Where Layers Become a Solid Board
A multilayer PCB is a sandwich: etched inner-layer cores, prepreg sheets (partially cured fiberglass-epoxy), and copper foil. The lamination press fuses them into one solid board under precisely controlled heat and pressure. Prepreg resin melts, flows into every gap between copper features, then crosslinks into a rigid permanent bond. At Superb, our CEDATE (Italy) and HuoQuan vacuum presses handle stack-ups up to 68 layers - the domain of aerospace backplanes, supercomputer motherboards, and military electronics.
Why Vacuum Lamination Matters
Vacuum lamination evacuates air from the press cavity before and during the heat cycle. Without vacuum, entrapped air bubbles create voids between layers - invisible after pressing but catastrophic during reflow when expanding gas delaminates the board. Vacuum ensures complete resin fill and void-free bonding across the entire panel area.
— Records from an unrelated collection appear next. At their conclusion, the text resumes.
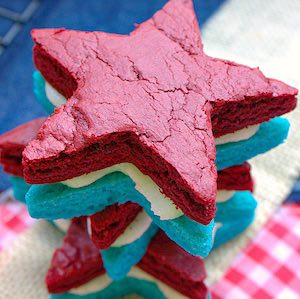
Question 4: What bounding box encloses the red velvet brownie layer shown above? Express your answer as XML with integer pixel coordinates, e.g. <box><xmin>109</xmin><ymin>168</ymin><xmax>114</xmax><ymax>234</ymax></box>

<box><xmin>0</xmin><ymin>117</ymin><xmax>46</xmax><ymax>177</ymax></box>
<box><xmin>46</xmin><ymin>217</ymin><xmax>105</xmax><ymax>294</ymax></box>
<box><xmin>217</xmin><ymin>163</ymin><xmax>253</xmax><ymax>192</ymax></box>
<box><xmin>138</xmin><ymin>231</ymin><xmax>207</xmax><ymax>299</ymax></box>
<box><xmin>90</xmin><ymin>202</ymin><xmax>142</xmax><ymax>249</ymax></box>
<box><xmin>90</xmin><ymin>163</ymin><xmax>253</xmax><ymax>249</ymax></box>
<box><xmin>23</xmin><ymin>0</ymin><xmax>297</xmax><ymax>224</ymax></box>
<box><xmin>46</xmin><ymin>217</ymin><xmax>207</xmax><ymax>299</ymax></box>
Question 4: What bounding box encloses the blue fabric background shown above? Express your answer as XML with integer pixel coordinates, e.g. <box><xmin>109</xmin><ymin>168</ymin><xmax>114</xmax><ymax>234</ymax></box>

<box><xmin>0</xmin><ymin>0</ymin><xmax>224</xmax><ymax>190</ymax></box>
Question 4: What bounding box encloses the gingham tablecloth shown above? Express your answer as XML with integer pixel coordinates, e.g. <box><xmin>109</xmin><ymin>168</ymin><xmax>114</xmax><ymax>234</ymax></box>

<box><xmin>0</xmin><ymin>199</ymin><xmax>300</xmax><ymax>299</ymax></box>
<box><xmin>212</xmin><ymin>204</ymin><xmax>300</xmax><ymax>299</ymax></box>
For boards above 20 layers, vacuum lamination is the only way to achieve reliable interlayer bonding.
The Lamination Cycle
| Phase | Temperature | Pressure | Duration |
|---|---|---|---|
| Preheat | 25C to 175C | ramping | 20-30 min |
| Cure | 175-190C | 250-350 PSI | 60-120 min |
| Cooling | 190C to 50C | maintained | 30-40 min |
Total cycle: 90-180 minutes depending on layer count. Cooling under pressure prevents warpage. The finished panel exits flat, solid, and ready for drilling.